# Make a woman, feel like a woman



## OldFortKennels (Mar 10, 2006)

Ok this may get me shot but..............

On a transatlantic flight, a plane passes through a severe storm. 
The turbulence is awful and things quickly go from bad to
worse when one of the wings is struck by lightning. 
One woman in particular completely loses it.

Screaming hysterically, she stands up in the front of the plane - "I'm too young to die"

she wails. Then she yells, "Well... if I'm going to die, I want my last moments on earth to be memorable! Is there anyone on this
plane who can make me feel like a WOMAN !?"
For a moment there's silence. Everyone has forgotten their own peril.
They all stare, riveted, at the desperate woman at the front of the plane.
Then a hillbilly from Tennessee stands up in the rear of the plane. He's
tall, handsome, well built, with dark brown hair and hazel eyes. He starts to slowly walk up the aisle towards her, unbuttoning his shirt...one button at a time....



No one moves... He removes his shirt... Muscles ripple across his chest..



She stares at him with hungry eyes and gasps....

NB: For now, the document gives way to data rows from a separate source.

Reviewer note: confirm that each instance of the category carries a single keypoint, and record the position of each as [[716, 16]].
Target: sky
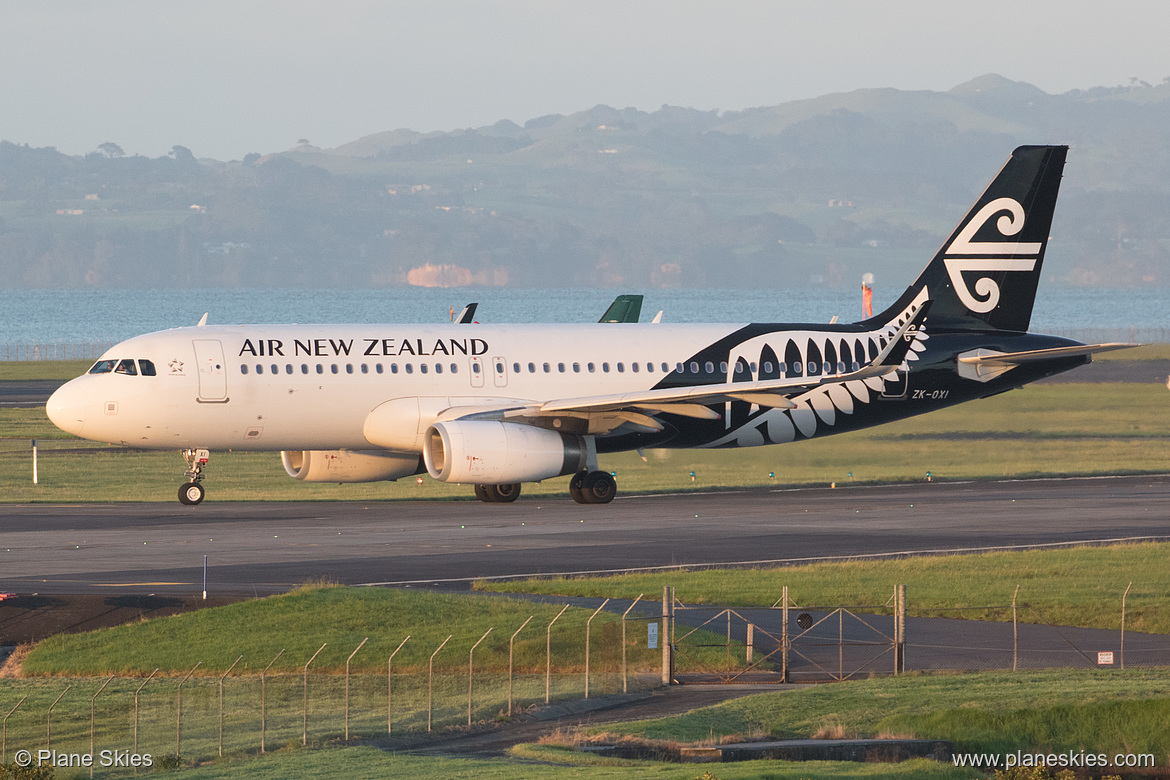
[[227, 77]]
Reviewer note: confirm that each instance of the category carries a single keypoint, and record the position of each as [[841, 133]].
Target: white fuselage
[[280, 387]]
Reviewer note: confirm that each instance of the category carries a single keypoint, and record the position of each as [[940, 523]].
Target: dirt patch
[[32, 618]]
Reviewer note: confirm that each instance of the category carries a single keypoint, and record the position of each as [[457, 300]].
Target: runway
[[268, 547]]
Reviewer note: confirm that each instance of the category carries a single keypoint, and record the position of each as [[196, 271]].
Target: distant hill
[[810, 192]]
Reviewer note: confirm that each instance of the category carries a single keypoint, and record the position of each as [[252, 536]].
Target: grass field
[[1106, 711], [1068, 587], [1043, 429], [298, 622]]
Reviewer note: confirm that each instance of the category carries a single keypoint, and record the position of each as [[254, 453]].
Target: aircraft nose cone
[[67, 407]]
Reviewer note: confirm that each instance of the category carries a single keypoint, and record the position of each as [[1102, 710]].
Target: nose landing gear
[[192, 492]]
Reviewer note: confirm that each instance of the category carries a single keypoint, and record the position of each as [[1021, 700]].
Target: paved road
[[267, 547]]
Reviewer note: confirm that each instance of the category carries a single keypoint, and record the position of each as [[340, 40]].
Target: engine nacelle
[[500, 453], [350, 464]]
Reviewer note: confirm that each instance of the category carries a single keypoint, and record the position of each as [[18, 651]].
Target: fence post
[[548, 655], [91, 705], [348, 687], [4, 738], [304, 709], [136, 704], [587, 623], [178, 715], [901, 629], [625, 678], [48, 719], [1123, 595], [470, 669], [221, 701], [390, 684], [263, 701], [510, 642], [431, 676], [1016, 635], [667, 614], [784, 635]]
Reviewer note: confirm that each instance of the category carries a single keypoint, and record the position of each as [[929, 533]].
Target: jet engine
[[500, 453], [350, 464]]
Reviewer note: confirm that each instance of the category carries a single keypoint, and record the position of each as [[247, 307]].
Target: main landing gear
[[592, 488], [192, 492], [497, 494]]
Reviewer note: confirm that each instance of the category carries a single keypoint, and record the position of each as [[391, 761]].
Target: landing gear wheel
[[576, 488], [191, 494], [599, 488], [497, 494]]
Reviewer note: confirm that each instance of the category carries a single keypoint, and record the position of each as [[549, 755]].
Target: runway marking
[[775, 561], [132, 585]]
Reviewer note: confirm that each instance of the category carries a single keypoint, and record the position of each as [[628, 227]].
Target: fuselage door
[[476, 371], [212, 371]]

He whispers... "Iron this and go get me a beer..."


----------



## FloorCandy (Feb 19, 2009)

Hahahahaha!


----------



## Mrs_APBT_America (Jul 19, 2008)

Hahahaha LMAO!!! Are you sure he wasn't from Texas, lol. That was a good one. Thanks for sharing that.


----------



## ForPits&Giggles (Oct 21, 2008)

LMAO!! Good one OFK!!


----------



## wheezie (Aug 4, 2006)

hahahahah !!!!


----------



## maggiesmommie (Jul 17, 2007)

hahahah nice!


----------



## mygirlmaile (Mar 26, 2009)

lmfao. quality! very good.


----------



## StaffyDaddy (Mar 28, 2009)

Mrs_APBT_America said:


> Hahahaha LMAO!!! Are you sure he wasn't from Texas, lol. That was a good one. Thanks for sharing that.


lol honestly that sounds more like tennesee then texas sorry JMO lol


----------



## Feari-Neko (Feb 16, 2009)

hahaha nice one ^^


----------



## MY MIKADO (Apr 7, 2006)

I would have kicked him in the balls to remind him that is was still a man.


----------



## bluefamily (Aug 8, 2007)

*a little late....*

a little late on this one but that was AWESOME!!! I needed that BELLY laugh!! yay!!:clap:


----------